With such poor results, you might be wondering why organizations continue to use this method. The answer is two fold. First, most organizations do not measure the effectiveness of their corrective actions, so they don’t know they are ineffective. Second, there is a false belief that everyone is a good problem solver, and all they need to do is document it on a form. For those organizations that recognize they are having repeat events, a more detailed form is often created that forces the users to follow a specified line of questions with the belief that an effective solution will emerge.
This is a false promise because the human thinking process cannot be reduced to a form. In our attempt to standardize the thinking process, we restrict our thinking to a predefined set of causes and solutions. The form tacitly signals the user to turn off their mind, fill in the blanks, and check the boxes. Because effective problem solving has been short circuited, the reports are incomplete and the problems keep occurring.
Fault Tree Analysis (FTA) is a quantitative causal diagram used to identify possible failures in a system. It is a common engineering tool used in the design stages of a project and works well to identify possible causal relationships.

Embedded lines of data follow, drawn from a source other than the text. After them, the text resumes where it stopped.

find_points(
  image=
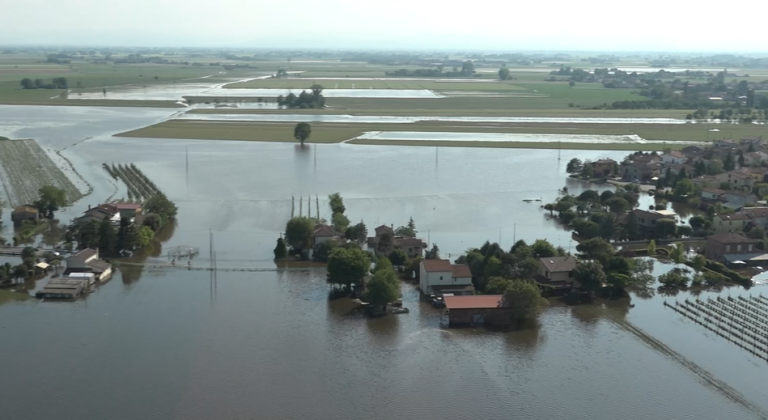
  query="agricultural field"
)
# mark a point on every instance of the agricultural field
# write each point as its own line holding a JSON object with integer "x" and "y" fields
{"x": 339, "y": 132}
{"x": 25, "y": 168}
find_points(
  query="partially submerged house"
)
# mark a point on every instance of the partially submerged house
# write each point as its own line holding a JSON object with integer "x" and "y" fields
{"x": 25, "y": 212}
{"x": 477, "y": 310}
{"x": 441, "y": 277}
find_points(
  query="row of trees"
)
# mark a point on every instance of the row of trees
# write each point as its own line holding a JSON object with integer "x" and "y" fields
{"x": 56, "y": 83}
{"x": 304, "y": 100}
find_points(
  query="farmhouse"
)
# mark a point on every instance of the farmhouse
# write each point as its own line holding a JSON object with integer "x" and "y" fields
{"x": 440, "y": 276}
{"x": 22, "y": 213}
{"x": 477, "y": 310}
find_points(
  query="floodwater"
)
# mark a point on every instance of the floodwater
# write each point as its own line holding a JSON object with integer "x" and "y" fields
{"x": 413, "y": 119}
{"x": 508, "y": 137}
{"x": 160, "y": 344}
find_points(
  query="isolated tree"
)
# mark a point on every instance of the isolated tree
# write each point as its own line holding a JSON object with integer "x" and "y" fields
{"x": 398, "y": 257}
{"x": 347, "y": 266}
{"x": 590, "y": 275}
{"x": 525, "y": 301}
{"x": 302, "y": 132}
{"x": 51, "y": 200}
{"x": 27, "y": 83}
{"x": 281, "y": 251}
{"x": 382, "y": 288}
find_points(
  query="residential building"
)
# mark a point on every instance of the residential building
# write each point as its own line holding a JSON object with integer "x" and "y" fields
{"x": 435, "y": 274}
{"x": 712, "y": 194}
{"x": 673, "y": 158}
{"x": 603, "y": 167}
{"x": 735, "y": 199}
{"x": 477, "y": 310}
{"x": 729, "y": 247}
{"x": 738, "y": 178}
{"x": 730, "y": 223}
{"x": 22, "y": 213}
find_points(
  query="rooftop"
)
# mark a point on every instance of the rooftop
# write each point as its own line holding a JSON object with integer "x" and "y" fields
{"x": 559, "y": 264}
{"x": 730, "y": 238}
{"x": 461, "y": 270}
{"x": 473, "y": 302}
{"x": 437, "y": 265}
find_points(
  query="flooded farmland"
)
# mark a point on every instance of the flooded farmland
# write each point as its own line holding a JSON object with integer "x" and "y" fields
{"x": 267, "y": 343}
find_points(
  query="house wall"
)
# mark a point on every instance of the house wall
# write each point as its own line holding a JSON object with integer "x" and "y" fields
{"x": 728, "y": 226}
{"x": 493, "y": 316}
{"x": 438, "y": 278}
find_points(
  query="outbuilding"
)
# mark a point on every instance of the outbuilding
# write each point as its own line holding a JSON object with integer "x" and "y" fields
{"x": 476, "y": 310}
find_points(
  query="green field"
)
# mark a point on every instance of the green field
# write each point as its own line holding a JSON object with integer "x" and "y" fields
{"x": 338, "y": 132}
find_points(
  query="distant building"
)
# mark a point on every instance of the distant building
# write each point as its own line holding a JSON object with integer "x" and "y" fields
{"x": 730, "y": 247}
{"x": 22, "y": 213}
{"x": 443, "y": 277}
{"x": 477, "y": 310}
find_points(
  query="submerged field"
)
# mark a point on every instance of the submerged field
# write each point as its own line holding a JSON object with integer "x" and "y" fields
{"x": 339, "y": 132}
{"x": 25, "y": 167}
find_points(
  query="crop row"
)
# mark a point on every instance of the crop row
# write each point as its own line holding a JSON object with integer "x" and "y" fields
{"x": 25, "y": 168}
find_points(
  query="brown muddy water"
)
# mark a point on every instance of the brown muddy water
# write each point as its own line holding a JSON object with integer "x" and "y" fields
{"x": 160, "y": 344}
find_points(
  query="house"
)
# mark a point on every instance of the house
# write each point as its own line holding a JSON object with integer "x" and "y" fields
{"x": 323, "y": 233}
{"x": 755, "y": 158}
{"x": 128, "y": 210}
{"x": 22, "y": 213}
{"x": 99, "y": 213}
{"x": 477, "y": 310}
{"x": 705, "y": 181}
{"x": 730, "y": 247}
{"x": 603, "y": 167}
{"x": 737, "y": 199}
{"x": 413, "y": 247}
{"x": 673, "y": 158}
{"x": 646, "y": 220}
{"x": 712, "y": 194}
{"x": 434, "y": 275}
{"x": 62, "y": 288}
{"x": 730, "y": 223}
{"x": 87, "y": 261}
{"x": 738, "y": 178}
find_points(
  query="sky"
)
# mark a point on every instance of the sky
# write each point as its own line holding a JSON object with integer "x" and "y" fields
{"x": 489, "y": 25}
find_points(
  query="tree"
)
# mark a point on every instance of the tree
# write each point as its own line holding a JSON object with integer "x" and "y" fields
{"x": 107, "y": 237}
{"x": 617, "y": 205}
{"x": 27, "y": 83}
{"x": 382, "y": 288}
{"x": 281, "y": 251}
{"x": 574, "y": 166}
{"x": 665, "y": 228}
{"x": 590, "y": 275}
{"x": 28, "y": 252}
{"x": 358, "y": 232}
{"x": 398, "y": 257}
{"x": 524, "y": 300}
{"x": 302, "y": 132}
{"x": 543, "y": 249}
{"x": 347, "y": 266}
{"x": 433, "y": 253}
{"x": 595, "y": 249}
{"x": 336, "y": 203}
{"x": 298, "y": 232}
{"x": 632, "y": 228}
{"x": 51, "y": 200}
{"x": 340, "y": 222}
{"x": 161, "y": 205}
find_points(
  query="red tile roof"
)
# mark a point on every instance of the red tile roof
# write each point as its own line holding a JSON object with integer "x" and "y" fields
{"x": 437, "y": 265}
{"x": 461, "y": 270}
{"x": 473, "y": 302}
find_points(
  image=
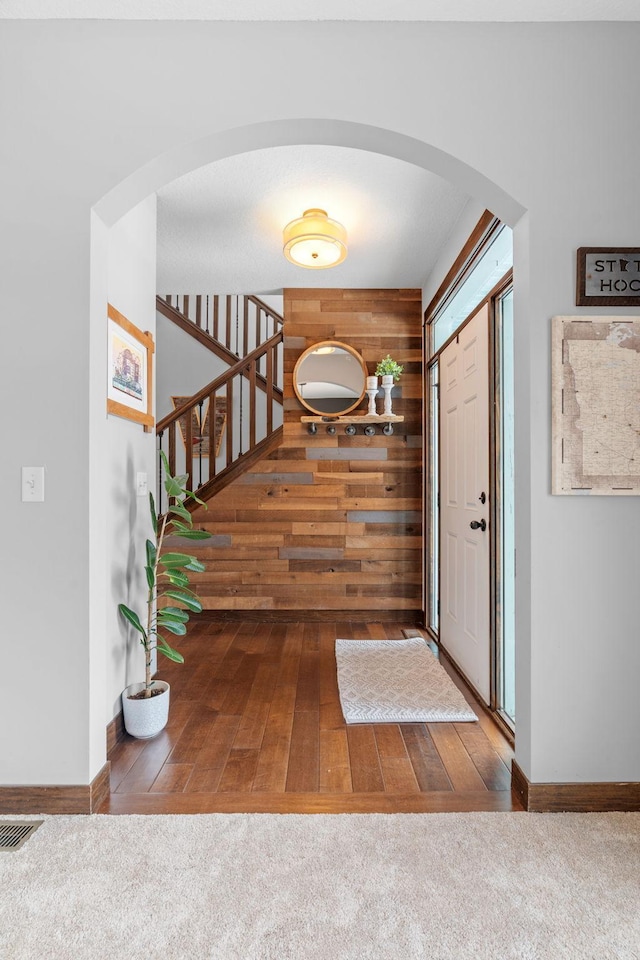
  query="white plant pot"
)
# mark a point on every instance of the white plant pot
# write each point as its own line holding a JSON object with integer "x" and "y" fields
{"x": 145, "y": 718}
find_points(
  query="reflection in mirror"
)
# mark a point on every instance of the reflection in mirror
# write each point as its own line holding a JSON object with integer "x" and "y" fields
{"x": 330, "y": 378}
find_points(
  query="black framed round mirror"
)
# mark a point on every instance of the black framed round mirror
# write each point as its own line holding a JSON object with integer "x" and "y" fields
{"x": 330, "y": 378}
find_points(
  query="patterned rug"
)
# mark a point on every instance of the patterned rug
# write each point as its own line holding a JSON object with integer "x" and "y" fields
{"x": 396, "y": 681}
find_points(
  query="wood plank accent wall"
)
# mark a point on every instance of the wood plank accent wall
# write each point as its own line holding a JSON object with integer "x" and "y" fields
{"x": 327, "y": 526}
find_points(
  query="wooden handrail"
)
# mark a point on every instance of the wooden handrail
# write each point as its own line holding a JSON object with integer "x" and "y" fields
{"x": 238, "y": 367}
{"x": 228, "y": 403}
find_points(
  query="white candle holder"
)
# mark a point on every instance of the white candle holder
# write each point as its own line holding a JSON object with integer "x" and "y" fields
{"x": 372, "y": 389}
{"x": 372, "y": 412}
{"x": 387, "y": 386}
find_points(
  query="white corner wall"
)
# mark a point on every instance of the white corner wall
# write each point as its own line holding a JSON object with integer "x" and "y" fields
{"x": 561, "y": 142}
{"x": 132, "y": 291}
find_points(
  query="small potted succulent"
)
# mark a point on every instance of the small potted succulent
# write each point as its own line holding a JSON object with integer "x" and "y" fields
{"x": 145, "y": 706}
{"x": 389, "y": 370}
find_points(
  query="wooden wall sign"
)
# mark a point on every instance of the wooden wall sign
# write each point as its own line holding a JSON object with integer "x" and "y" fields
{"x": 608, "y": 277}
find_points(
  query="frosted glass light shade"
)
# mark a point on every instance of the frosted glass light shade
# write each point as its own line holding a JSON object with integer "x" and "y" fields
{"x": 314, "y": 241}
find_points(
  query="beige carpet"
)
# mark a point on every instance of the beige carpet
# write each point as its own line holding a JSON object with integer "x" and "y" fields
{"x": 487, "y": 886}
{"x": 396, "y": 681}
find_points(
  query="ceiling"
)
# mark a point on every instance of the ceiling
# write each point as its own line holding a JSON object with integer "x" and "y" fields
{"x": 220, "y": 227}
{"x": 417, "y": 10}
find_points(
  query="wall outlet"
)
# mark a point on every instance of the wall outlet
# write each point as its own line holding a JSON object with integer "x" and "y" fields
{"x": 32, "y": 484}
{"x": 142, "y": 484}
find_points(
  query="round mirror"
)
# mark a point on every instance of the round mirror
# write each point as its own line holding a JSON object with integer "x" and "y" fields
{"x": 330, "y": 378}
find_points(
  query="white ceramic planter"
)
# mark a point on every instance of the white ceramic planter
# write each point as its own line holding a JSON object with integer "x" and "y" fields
{"x": 145, "y": 718}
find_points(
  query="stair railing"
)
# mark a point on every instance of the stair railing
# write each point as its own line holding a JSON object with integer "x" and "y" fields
{"x": 207, "y": 435}
{"x": 239, "y": 322}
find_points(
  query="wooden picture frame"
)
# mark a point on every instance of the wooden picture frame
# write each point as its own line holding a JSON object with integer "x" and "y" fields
{"x": 608, "y": 277}
{"x": 130, "y": 370}
{"x": 595, "y": 380}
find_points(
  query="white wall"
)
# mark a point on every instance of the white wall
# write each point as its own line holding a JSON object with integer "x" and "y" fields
{"x": 184, "y": 365}
{"x": 132, "y": 291}
{"x": 539, "y": 113}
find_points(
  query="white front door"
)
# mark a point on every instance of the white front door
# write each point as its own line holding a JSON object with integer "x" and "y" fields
{"x": 464, "y": 517}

It requires the use of specific data regarding known failure rates of components. Causal relationships can be identified with "and" and "or" relationships or various combinations thereof.
It is not normally used as a root cause analysis method, primarily because it does not work well when human actions are inserted as a cause. This is because the wide variance of possible human failure rates prevents accurate results. But it works extremely well at defining engineered systems and can be used to supplement an RCA in the following ways:
1. Finding causes by reviewing the assumptions and design decisions made during the system’s original design.
2. Determining if certain causal scenarios are probable, and
3. Selecting the appropriate solution(s) based on probability.
Failure modes and effects analysis (FMEA) is similar to fault tree analysis in that it is primarily used in the design of engineered systems rather than root cause analysis.
Like the name implies, it identifies a component, subjectively lists all the possible failures (modes) that could happen, and then makes an assessment of the consequences (effect) of each failure.
Sometimes a relative score is given to how critical the failure mode is to the operability of the system or component.
FMEA is sometimes used to find the cause of a component failure. Like many of the other tools discussed herein, it can be used to help you find a causal element within a Realitychart. However, it does not work well on systems or complex problems because it cannot show evidence-based causal relationships beyond the specific failure mode being analyzed.